Pessoas que estão inseridas no Programa de Gestão e Desempenho (PGD) apresentam percepção mais positiva em relação a liderança, feedback e alinhamento estratégico das atividades, de acordo com a edição mais recente da Pesquisa Vozes
O Programa de Gestão e Desempenho (PGD) foi tema de debate no dia 17 de junho, durante o Encontro Nacional de Gestão de Pessoas do SIPEC 2026. O painel “PGD: o que aprendemos e o que vem pela frente” reuniu representantes do Ministério da Gestão e da Inovação em Serviços Públicos (MGI) e da Agência Nacional de Aviação Civil (ANAC) para discutir os avanços do programa e os desafios para consolidar uma cultura de gestão orientada a resultados no serviço público.
Mediado por Cláudia Martinelli, diretora de Inovação Governamental da Secretaria de Gestão e Inovação do MGI, o debate contou com a participação da secretária de Serviços Compartilhados do MGI, Isabela Gebrim; do secretário de gestão e inovação do MGI, Roberto Pojo; e da superintendente de Gestão de Pessoas da ANAC, Mariana Dalcanale.
Na abertura, Martinelli destacou que a pandemia de Covid-19 acelerou uma transformação já em curso na administração pública. Segundo ela, o PGD deixou de ser associado apenas à flexibilização do trabalho para se consolidar como instrumento voltado à entrega de valor, à gestão por resultados e ao fortalecimento da confiança entre equipes e lideranças.
Ao apresentar a experiência do MGI, Gebrim ressaltou a importância de aproximar as áreas de gestão de pessoas e gestão estratégica. Segundo a secretária, a implementação dos planos de entrega exigiu mudanças culturais, capacitação das lideranças e maior integração entre as equipes.

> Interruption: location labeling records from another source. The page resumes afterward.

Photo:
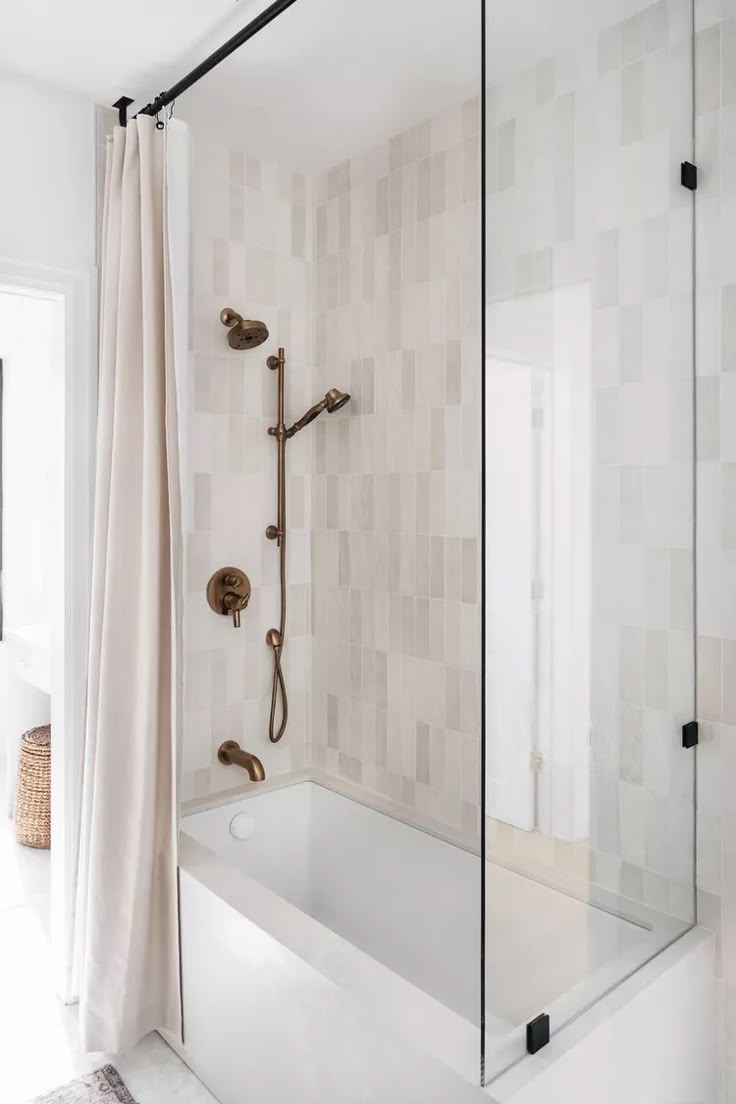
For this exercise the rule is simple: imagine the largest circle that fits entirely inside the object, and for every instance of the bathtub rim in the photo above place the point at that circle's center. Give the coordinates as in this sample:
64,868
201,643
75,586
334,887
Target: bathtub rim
394,1002
596,897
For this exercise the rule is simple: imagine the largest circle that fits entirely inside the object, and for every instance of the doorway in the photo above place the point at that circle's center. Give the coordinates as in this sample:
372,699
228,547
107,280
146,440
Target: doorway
46,420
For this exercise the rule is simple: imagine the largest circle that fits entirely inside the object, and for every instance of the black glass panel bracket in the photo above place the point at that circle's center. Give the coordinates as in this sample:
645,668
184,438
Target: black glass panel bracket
690,736
537,1033
689,176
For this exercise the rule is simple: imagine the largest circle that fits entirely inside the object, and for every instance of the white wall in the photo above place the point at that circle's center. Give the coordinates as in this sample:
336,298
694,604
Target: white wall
46,174
32,353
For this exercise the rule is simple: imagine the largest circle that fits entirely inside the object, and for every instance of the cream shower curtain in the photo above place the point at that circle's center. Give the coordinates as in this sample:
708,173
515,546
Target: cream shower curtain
127,914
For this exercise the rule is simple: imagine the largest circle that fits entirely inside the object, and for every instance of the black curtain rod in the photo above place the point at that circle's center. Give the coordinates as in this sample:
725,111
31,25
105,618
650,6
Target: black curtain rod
228,48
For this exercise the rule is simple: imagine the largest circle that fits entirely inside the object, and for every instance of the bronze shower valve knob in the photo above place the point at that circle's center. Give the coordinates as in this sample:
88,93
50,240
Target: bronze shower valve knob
228,593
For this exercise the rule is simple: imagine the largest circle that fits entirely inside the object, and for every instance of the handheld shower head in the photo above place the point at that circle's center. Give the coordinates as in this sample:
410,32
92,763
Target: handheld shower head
244,332
336,400
333,401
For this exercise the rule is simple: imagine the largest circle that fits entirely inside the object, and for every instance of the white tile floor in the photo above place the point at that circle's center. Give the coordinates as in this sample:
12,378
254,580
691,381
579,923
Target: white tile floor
39,1039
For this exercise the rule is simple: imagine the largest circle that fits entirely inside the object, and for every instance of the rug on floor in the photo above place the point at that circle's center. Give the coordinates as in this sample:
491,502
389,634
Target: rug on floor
103,1086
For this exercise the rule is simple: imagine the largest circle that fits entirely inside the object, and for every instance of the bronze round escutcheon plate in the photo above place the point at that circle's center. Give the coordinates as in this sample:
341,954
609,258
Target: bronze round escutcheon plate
224,582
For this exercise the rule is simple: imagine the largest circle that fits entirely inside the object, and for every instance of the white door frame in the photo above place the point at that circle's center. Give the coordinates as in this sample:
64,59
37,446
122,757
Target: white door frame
68,651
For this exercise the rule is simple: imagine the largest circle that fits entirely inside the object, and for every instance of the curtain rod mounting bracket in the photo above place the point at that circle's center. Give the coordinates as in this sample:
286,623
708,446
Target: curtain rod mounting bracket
123,104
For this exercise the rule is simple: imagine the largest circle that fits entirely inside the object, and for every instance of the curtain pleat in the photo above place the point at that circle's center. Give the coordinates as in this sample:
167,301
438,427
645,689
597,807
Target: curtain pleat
127,915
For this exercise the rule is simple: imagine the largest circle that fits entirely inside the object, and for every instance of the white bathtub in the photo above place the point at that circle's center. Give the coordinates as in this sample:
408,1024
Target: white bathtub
333,955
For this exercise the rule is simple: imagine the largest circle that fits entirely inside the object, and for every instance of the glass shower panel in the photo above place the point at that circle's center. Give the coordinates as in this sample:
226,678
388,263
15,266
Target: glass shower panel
589,515
344,211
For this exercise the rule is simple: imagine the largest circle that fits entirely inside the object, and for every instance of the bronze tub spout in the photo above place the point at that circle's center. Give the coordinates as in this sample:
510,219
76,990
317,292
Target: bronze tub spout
231,753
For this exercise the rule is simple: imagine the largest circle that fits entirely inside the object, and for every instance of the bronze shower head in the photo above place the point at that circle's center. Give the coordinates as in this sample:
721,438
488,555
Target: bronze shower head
336,400
244,332
333,401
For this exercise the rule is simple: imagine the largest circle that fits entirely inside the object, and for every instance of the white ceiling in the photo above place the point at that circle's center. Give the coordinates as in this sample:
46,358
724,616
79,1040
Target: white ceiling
326,80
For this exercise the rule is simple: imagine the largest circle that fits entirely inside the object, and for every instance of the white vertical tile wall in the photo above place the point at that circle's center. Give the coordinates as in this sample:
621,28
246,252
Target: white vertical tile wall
585,197
395,506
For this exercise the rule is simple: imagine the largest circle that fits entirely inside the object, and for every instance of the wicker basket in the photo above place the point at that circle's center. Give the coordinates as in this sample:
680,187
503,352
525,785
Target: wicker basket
33,789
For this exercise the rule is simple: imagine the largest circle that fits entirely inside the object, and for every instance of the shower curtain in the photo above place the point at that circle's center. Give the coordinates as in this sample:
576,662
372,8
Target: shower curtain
127,906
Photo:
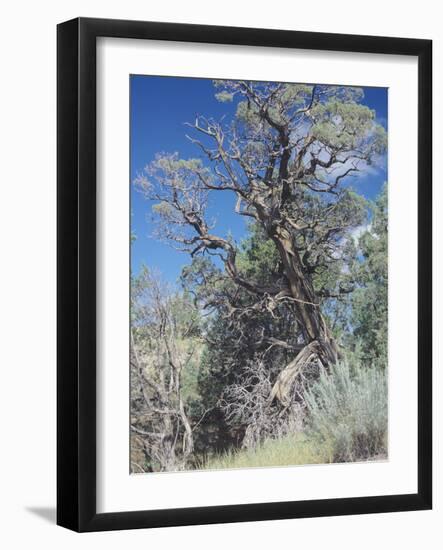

Uma pesquisa interna do MGI apontou avanços nesse processo: o percentual de lideranças que afirmam alinhar as entregas aos objetivos estratégicos passou de 50% para 81% após a implementação do programa. Para Gebrim, o fortalecimento da cultura de feedback e o apoio às lideranças seguem entre os principais desafios para o aprimoramento do modelo.
Na ANAC, a experiência também evidenciou os impactos da gestão orientada por entregas. Dalcanale destacou que o PGD deve ser compreendido como uma ferramenta de melhoria da gestão pública, contribuindo para fortalecer o planejamento, o acompanhamento de resultados e a responsabilização pelas entregas. A superintendente ressaltou ainda a necessidade de preparar gestores para exercer efetivamente a gestão de pessoas e apoiar o desenvolvimento dos servidores.
Encerrando o painel, o secretário Pojo afirmou que o programa tem potencial para impulsionar mudanças estruturais na forma como o Estado organiza e acompanha o trabalho realizado no serviço público. Segundo ele, o PGD ajudou a revelar desafios históricos relacionados de gestão estratégica e de pessoas, justificando a necessidade de fortalecer ambas as agendas de forma integrada.
Pojo divulgou, ainda, resultados preliminares da segunda edição da Pesquisa Vozes, que contou com mais de 53 mil respondentes. Os dados indicam que participantes do PGD apresentam percepção mais positiva em temas como liderança, feedback e alinhamento estratégico das atividades.
Ao longo do debate, os painelistas demonstraram que o futuro do programa requer o desenvolvimento das lideranças, o aprimoramento da gestão estratégica e o uso crescente de evidências para orientar decisões. Perto de completar o segundo ano de implementação do novo modelo, o PGD já é reconhecido como instrumento para impulsionar a cultura de resultados, contribuindo com a modernização da gestão pública federal.